Jennie Walters said…
Cally, you have a treat in store! And Rosalie, how lovely that you have a Hilary Mantel connection too. Debbie, I'm not sure I could handle getting drunk with my literary idols - that's taking it to a whole new level of cool... Ad Katherine, yes, I agree, Anne Tyler clearly felt the writing was her main thing, and while she enjoyed the interview, she wouldn't need to do another any time soon. Clearly everything she has goes into her writing.
I don't know Anne Tyler's work either - but I'll definitely investigate! I've met a few literary lions but mostly found them a bit disappointing, but maybe I wasn't enough of a fan. I overheard one visit from a grande dame of literature described (by one of her hosts, not by me!) as 'like a visit from the Queen Mother, but without the fun.' Sadly, he was spot on. However, I would LOVE to have met E F Benson, because I think he couldn't possibly have written such funny, humane, insightful and brilliant books without being that kind of person himself. I bet he was great company.
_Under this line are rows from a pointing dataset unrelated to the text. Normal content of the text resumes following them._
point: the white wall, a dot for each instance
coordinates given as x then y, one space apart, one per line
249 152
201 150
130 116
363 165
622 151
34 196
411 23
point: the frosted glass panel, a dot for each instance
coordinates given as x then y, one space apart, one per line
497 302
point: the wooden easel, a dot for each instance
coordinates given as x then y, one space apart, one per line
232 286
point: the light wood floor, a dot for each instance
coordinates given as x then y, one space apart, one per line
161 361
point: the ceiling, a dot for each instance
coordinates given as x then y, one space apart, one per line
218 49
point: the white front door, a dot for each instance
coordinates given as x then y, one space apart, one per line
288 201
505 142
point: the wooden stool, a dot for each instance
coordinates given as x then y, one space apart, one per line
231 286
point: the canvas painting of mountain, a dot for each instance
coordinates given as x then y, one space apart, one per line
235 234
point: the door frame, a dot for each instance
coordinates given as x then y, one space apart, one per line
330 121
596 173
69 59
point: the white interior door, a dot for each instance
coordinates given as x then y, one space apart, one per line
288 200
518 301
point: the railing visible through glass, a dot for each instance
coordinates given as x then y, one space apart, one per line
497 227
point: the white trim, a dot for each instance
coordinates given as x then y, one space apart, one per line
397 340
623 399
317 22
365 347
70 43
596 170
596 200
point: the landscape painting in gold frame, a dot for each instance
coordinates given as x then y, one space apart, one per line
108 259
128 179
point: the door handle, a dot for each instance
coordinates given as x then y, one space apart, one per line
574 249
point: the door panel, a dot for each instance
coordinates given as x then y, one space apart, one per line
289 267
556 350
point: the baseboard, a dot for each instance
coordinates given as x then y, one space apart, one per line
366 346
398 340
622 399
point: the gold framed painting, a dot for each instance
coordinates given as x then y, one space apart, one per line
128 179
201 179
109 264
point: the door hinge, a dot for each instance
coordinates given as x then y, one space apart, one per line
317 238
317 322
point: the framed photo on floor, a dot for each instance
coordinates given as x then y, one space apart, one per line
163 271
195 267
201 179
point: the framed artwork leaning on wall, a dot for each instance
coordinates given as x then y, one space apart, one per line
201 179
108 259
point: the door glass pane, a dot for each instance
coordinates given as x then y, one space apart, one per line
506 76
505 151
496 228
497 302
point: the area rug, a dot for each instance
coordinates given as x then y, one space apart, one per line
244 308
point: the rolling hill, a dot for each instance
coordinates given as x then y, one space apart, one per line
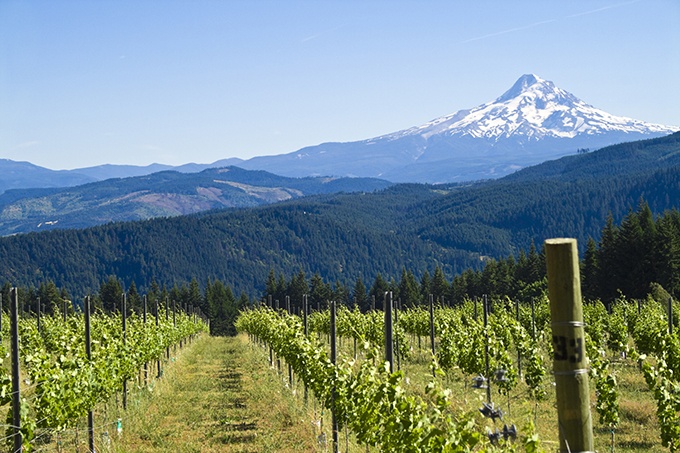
350 235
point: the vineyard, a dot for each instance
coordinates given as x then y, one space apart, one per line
489 384
66 366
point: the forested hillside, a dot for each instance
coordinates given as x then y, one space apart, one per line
162 194
340 237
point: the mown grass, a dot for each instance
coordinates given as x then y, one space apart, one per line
221 395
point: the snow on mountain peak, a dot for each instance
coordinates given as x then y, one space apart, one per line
533 108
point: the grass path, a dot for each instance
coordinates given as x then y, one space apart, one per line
217 398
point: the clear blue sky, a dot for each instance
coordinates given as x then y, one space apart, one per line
84 83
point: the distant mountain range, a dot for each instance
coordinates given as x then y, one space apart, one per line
341 236
161 194
532 122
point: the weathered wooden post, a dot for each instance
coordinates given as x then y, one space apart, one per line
88 352
334 357
16 377
389 330
570 361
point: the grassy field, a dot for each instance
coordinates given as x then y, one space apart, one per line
217 397
220 395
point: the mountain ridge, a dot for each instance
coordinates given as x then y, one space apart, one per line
524 126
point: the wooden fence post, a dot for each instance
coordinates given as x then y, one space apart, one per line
570 360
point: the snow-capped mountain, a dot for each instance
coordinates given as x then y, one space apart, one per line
532 122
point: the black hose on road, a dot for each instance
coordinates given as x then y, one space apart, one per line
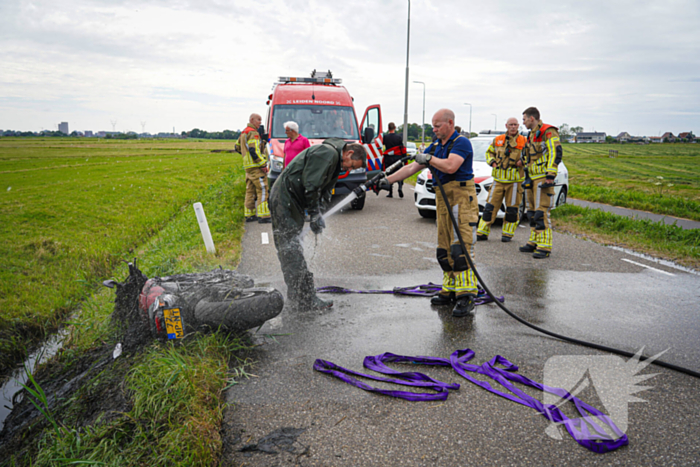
532 326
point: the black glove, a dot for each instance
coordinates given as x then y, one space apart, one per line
317 223
549 182
423 158
382 184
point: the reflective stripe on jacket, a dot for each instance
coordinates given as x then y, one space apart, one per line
506 152
540 152
250 144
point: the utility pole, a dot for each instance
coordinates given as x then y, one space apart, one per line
405 103
470 118
422 135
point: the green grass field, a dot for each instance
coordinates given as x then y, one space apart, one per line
72 209
660 178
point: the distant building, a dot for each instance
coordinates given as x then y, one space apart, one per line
594 137
624 136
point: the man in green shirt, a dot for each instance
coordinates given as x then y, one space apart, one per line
303 186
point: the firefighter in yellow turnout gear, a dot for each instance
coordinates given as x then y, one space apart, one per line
504 155
451 156
254 151
542 156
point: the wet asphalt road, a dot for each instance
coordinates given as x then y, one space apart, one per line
584 290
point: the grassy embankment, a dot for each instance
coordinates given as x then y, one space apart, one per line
71 211
631 179
659 178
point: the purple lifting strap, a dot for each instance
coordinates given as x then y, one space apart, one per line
588 430
423 290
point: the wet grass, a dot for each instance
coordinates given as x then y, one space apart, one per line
173 392
654 238
659 178
176 414
71 209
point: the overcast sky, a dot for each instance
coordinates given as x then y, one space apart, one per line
603 65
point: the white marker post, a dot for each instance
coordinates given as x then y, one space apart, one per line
204 227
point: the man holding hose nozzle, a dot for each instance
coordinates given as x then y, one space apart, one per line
303 185
451 156
542 156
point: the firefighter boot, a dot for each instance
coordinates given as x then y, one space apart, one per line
539 254
464 306
528 248
441 300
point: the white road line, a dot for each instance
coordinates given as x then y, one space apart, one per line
648 267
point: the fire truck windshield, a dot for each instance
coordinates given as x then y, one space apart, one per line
316 121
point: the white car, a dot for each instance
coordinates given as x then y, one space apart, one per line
424 196
411 148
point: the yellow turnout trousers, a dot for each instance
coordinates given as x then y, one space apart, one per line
539 203
256 189
457 276
512 194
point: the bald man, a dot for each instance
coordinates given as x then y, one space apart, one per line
504 155
451 156
252 149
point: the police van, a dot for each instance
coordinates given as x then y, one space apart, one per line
323 108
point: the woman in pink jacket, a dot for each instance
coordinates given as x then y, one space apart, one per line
295 142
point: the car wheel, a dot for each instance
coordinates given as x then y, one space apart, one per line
358 203
561 199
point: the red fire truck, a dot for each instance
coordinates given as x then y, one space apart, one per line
323 109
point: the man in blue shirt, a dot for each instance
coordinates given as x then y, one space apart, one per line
451 156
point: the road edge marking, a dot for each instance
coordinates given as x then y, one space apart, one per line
648 267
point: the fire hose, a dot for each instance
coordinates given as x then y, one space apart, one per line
503 307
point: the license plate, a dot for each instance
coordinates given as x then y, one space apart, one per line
173 323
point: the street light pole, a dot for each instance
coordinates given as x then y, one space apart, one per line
422 135
470 118
405 103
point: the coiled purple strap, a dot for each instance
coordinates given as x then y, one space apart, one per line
423 290
588 430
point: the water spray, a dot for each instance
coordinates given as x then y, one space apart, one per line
362 189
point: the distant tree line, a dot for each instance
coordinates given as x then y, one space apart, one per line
197 133
31 133
414 131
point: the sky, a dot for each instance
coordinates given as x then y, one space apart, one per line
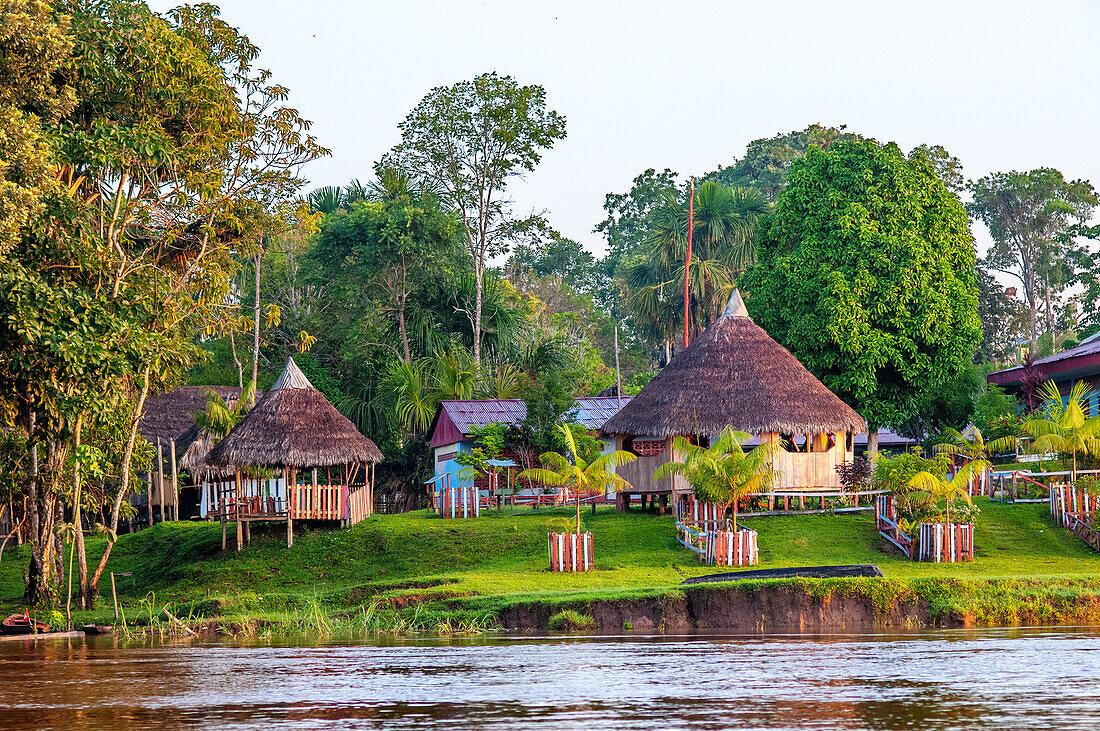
688 85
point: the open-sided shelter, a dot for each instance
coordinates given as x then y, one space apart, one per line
735 375
318 466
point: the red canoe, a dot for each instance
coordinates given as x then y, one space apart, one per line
22 624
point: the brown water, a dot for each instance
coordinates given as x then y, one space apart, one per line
964 679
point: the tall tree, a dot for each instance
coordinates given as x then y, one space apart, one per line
867 275
174 157
768 161
1029 216
471 140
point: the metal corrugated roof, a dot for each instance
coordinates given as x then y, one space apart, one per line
591 411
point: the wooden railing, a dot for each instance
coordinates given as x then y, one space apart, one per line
1084 528
886 522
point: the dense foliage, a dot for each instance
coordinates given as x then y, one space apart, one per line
867 276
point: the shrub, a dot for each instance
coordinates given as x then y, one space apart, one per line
570 620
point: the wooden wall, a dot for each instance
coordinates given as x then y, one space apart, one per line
639 473
801 469
798 469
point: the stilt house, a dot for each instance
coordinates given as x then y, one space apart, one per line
735 375
293 457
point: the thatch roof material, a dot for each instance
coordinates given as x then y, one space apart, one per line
169 414
734 375
293 425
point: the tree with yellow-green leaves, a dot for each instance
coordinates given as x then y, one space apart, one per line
143 156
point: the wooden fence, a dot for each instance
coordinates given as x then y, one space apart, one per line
691 511
936 542
732 547
360 504
1066 498
886 522
946 543
457 500
271 499
570 552
318 501
1082 527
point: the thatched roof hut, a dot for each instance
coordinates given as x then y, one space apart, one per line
734 375
168 416
293 425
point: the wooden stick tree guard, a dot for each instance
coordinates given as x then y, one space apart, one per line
570 552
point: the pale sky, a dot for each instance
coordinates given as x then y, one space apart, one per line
686 85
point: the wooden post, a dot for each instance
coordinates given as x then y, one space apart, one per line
240 527
312 509
289 519
175 486
114 595
160 477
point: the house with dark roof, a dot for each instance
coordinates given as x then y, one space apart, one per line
454 420
1079 363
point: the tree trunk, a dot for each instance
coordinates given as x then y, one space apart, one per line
78 521
479 274
240 367
124 482
405 334
578 511
872 443
255 327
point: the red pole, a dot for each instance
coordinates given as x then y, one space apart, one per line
691 225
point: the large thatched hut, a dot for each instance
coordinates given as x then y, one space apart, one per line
294 456
736 375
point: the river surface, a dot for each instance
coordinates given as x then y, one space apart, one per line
933 679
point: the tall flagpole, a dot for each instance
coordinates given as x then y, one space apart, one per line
691 225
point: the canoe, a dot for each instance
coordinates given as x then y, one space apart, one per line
22 624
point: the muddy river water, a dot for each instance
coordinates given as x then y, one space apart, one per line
1036 678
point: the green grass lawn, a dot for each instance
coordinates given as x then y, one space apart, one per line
502 557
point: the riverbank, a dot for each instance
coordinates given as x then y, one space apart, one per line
419 573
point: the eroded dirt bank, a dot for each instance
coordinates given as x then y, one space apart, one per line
785 608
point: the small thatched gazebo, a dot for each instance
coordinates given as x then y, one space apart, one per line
294 432
736 375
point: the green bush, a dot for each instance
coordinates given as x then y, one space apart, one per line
570 620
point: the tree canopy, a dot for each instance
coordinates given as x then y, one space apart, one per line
867 276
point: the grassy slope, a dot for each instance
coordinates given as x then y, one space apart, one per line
502 557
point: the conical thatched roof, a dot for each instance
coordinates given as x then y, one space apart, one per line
293 425
734 375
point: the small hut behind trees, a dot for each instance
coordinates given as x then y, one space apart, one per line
293 456
735 375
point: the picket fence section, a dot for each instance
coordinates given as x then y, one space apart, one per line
458 501
946 543
1067 499
732 547
570 552
691 511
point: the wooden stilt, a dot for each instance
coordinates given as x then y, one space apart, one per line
240 527
160 477
175 485
293 484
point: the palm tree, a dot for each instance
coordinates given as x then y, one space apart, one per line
572 472
217 419
974 449
1060 425
948 490
723 473
724 244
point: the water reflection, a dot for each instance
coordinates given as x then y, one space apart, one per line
971 679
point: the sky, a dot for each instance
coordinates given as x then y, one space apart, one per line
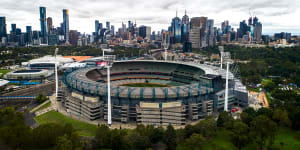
275 15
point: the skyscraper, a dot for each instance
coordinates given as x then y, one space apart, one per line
210 33
96 26
3 32
43 21
112 29
176 30
145 32
107 25
185 28
28 35
49 24
66 25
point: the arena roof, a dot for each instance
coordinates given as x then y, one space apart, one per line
51 59
78 58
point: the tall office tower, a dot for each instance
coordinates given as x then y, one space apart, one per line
66 25
100 26
250 21
243 29
225 27
145 32
112 29
13 33
28 35
96 26
185 28
210 34
257 32
3 32
203 34
49 24
175 30
129 24
194 35
107 25
43 20
255 20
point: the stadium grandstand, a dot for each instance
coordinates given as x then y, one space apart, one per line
149 92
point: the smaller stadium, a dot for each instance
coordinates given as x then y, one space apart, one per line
33 74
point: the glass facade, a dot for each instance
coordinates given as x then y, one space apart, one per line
43 21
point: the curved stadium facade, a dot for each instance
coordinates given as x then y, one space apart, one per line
147 92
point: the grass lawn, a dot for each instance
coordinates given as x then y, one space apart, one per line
253 89
288 138
48 104
83 129
145 85
268 95
265 81
220 141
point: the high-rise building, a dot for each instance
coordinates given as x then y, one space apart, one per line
112 29
28 35
243 29
185 29
145 32
176 30
107 25
43 20
210 34
3 32
96 26
257 32
66 25
49 24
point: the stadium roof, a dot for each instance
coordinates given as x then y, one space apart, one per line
78 58
3 82
51 59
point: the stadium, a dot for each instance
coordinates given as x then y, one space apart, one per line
27 74
149 92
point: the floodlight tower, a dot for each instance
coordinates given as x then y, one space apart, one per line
221 49
228 61
109 59
56 76
166 44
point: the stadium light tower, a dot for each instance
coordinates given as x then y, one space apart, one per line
56 76
166 44
221 49
109 59
228 61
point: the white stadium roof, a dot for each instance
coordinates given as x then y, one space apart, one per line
51 59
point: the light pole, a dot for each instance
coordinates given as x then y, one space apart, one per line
109 59
228 61
221 49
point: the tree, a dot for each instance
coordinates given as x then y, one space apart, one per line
103 137
281 116
270 86
206 127
170 138
225 120
195 142
41 98
240 134
261 129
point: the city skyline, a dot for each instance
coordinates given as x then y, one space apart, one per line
277 17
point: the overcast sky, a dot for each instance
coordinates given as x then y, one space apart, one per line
275 15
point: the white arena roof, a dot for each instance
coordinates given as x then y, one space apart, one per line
51 59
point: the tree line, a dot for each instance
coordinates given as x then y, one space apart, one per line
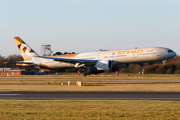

I once saw (but never met!) Robert Graves, disappearing into the distance in Krakow, of all places, with a beautiful young man on his arm...
What an interesting post this is - fascinating to hear and to think about these things.
Jennie Walters said…
Catherine, I feel sure you would love Anne Tyler! And what a marvellous vision of Robert Graves...
Unknown said…
Ted Hughes gave a lecture to us when I was at university. I didn't meet him, but sat about six feet away from him, totally captivated. He looked as if he'd walked to Manchester straight from the moors.